Formatter - The Formatter API specification




Formatters are Perl Modules conforming to the following specification. Formatters are intended to assist the conversion between different markup syntaxes.


The basic idea of Formatters is to have a simple and standard way to convert from one format to another. This is a common problem across many applications, and so, a simple API for all applications to use is desireable.

Formatters operate on strings. Formatters can convert any string from any format to any other format. For example, you have a plain text string, possibly with a bit of syntax, and you want to convert it to HTML. You will simply use the appropriate Formatter module, and call the format constructor method on it, with the text string as parameter. You may then call either the document or fragment method to get HTML returned.


Module naming convention

A Formatter module should be named with the format it is converted to first, then the format it is converted from. For example, the module Formatter::HTML::Textile will convert from the Textile syntax to HTML.


format($string [, further parameters])

This is a constructor method and shall initialize the formatter. As argument it must take a string with the text that one wants converted. You may pass additional parameters to the constructor, but the Formatter may not rely on it being present. It must not issue a warning or croak if the parameters are not present and must use a sensible default for any missing parameters.

This method must return the object as a blessed reference.


The document method may be called on the object after it has been initialized with the format method. It takes an optional parameter that specifies the character set of the document. The document method must include the charset declaration as appropriate for the output format. For HTML this is a meta element, as specified in section 5.2.2 of the HTML4 specification http://www.w3.org/TR/REC-html40/charset.html#spec-char-encoding. For XML, it can be set with the encoding parameter in the Prolog.

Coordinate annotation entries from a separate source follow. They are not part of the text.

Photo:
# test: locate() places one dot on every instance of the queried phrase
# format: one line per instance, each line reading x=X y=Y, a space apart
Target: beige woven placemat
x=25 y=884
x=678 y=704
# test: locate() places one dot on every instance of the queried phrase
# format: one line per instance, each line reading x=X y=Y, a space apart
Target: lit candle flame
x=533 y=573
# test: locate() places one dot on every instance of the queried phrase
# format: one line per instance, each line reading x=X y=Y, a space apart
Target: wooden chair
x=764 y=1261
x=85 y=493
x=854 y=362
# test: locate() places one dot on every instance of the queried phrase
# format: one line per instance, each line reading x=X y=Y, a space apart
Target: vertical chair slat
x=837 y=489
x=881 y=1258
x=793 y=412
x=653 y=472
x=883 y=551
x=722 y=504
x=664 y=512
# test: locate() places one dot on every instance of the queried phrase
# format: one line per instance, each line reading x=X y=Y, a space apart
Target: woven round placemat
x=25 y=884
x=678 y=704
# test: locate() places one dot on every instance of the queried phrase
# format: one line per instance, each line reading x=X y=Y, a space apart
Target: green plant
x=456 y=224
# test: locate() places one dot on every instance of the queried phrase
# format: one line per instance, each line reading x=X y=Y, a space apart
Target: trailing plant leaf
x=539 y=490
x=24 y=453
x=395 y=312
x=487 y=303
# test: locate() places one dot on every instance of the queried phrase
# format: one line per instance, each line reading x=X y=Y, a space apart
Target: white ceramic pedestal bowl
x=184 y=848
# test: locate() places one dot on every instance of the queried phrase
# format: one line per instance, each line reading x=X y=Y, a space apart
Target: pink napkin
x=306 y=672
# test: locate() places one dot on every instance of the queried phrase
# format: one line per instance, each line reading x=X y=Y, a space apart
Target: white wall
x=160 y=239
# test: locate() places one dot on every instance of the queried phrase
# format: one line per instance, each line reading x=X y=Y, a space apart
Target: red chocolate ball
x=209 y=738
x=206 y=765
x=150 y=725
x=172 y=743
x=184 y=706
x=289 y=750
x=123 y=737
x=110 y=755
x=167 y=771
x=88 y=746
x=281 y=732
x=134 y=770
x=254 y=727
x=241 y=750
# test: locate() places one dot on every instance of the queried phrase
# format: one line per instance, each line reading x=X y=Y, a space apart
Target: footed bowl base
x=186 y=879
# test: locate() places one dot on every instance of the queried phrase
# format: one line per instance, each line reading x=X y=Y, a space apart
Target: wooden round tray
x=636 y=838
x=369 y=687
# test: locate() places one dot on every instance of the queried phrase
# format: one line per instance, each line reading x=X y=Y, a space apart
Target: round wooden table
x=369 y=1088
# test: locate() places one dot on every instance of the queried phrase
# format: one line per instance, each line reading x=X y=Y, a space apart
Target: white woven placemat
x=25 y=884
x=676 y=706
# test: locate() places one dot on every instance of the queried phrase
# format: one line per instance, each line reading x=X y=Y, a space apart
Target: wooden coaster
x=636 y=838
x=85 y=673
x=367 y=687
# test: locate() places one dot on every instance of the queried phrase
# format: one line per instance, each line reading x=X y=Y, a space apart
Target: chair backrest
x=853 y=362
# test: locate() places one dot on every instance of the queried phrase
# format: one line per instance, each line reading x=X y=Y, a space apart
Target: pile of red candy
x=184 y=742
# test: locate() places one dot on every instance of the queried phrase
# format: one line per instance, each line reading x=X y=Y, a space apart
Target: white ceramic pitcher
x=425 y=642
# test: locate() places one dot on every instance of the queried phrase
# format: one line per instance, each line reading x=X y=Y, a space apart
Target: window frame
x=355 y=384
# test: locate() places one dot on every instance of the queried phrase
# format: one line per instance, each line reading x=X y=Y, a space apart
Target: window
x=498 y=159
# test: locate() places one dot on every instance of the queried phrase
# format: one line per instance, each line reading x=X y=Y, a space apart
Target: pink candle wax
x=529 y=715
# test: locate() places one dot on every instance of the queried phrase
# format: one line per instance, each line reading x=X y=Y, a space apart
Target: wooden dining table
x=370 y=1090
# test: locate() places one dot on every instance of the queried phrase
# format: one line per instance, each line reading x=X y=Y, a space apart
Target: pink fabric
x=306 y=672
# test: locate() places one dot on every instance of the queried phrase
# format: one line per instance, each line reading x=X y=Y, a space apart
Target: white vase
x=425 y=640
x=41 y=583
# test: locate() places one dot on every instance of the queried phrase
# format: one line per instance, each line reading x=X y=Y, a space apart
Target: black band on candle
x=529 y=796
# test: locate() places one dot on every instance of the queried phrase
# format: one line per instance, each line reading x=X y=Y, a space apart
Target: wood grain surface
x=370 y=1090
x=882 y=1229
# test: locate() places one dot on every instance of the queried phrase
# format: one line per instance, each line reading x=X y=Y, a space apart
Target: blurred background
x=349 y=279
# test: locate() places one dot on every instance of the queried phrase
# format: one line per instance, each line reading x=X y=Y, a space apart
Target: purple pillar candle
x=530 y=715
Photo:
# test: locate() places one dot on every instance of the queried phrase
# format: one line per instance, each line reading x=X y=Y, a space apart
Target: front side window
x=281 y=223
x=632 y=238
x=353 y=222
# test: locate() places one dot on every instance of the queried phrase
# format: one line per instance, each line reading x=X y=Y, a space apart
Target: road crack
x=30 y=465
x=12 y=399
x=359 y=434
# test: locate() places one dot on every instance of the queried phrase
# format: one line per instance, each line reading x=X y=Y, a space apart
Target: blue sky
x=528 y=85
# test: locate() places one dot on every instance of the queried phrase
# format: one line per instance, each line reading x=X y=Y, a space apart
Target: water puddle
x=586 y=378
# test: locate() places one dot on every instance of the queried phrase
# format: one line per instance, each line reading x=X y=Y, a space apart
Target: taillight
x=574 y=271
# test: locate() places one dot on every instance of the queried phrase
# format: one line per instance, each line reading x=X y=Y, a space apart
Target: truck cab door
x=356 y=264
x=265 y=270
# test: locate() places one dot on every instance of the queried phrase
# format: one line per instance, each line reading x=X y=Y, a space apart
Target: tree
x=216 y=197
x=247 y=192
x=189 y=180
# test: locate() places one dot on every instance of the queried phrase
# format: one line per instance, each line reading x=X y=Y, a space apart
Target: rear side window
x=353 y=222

It must return a full document. In the case where an underlying helper module has no concept of full document, the method must nevertheless make a best effort to return something that can be regarded a standalone document.


The fragment method may be called on the object after it has been initialized with the format method. It shall only return a minimal fragment of the converted text, as little as possible markup shall be added to the fragment. In the case where only a full document is available from an underlying helper module, it should make a best effort to strip down to a minimal fragment.


This method should return all links found the input plain text string as an arrayref where each element is a hash, with keys url and title, the former containing the URL, the latter the text of the link. If none can be found, an empty list should be returned. If no title can be found, the title key should have an empty string. The title must contain only character data, no markup.


This method should return the title of the document or undef if none can be found.

Return Perl character strings

The methods that return string must make sure those strings are proper character-oriented strings, not byte sequences as they were prior to Perl 5.6.

Inheritance from other modules

A Formatter module may inherit methods from other modules. It may inherit all the methods mentioned above if they exist in a suitable parent class, and also other methods, to aid setting syntax-specific parameters.

Formatter module implementors are encouraged to contact the API author(s) to discuss methods that should be included in the API.

Meaning of fragment vs. document

It is to be anticipated that not all formats have a concept of full document and others not a fragment. To save the user the trouble of dealing with an error situation, the Formatter must make a best effort to return both. What is meant by a fragment and a full document varies from format to format, and must be dealt with on a per format basis.

In the case where it really doesn't make sense to return either a fragment or document, the Formatter may produce a warning, but must nevertheless return a best effort fragment or document.

For HTML, a full document is understood to be a complete and valid HTML document. The largest possible HTML fragment consists of the child elements of the body element, excluding body itself.

For XML, any well-formed XML document can be a full document, and any well-balanced XML region can be a fragment. An XML fragment should not contain a Prolog or Document Type Declaration.


Kjetil Kjernsmo, <kjetilk@cpan.org>


This specification is currently maintained in a Subversion repository. The trunk can be checked out anonymously using e.g.:

  svn checkout http://svn.kjernsmo.net/Formatter/trunk Formatter


The Formatter API was originally conceived on the openguides channel on irc.perl.org. In particular, Tom Insam was an important architect of the API.


The module Formatter::HTML::Preformatted contains a minimal Formatter by the author of the specification.


Copyright (C) 2005 by Kjetil Kjernsmo

This specification can be redistributed and/or modified under the same terms as Perl itself. The author asks that only modules conformant with the specification uses the Formatter:: namespace.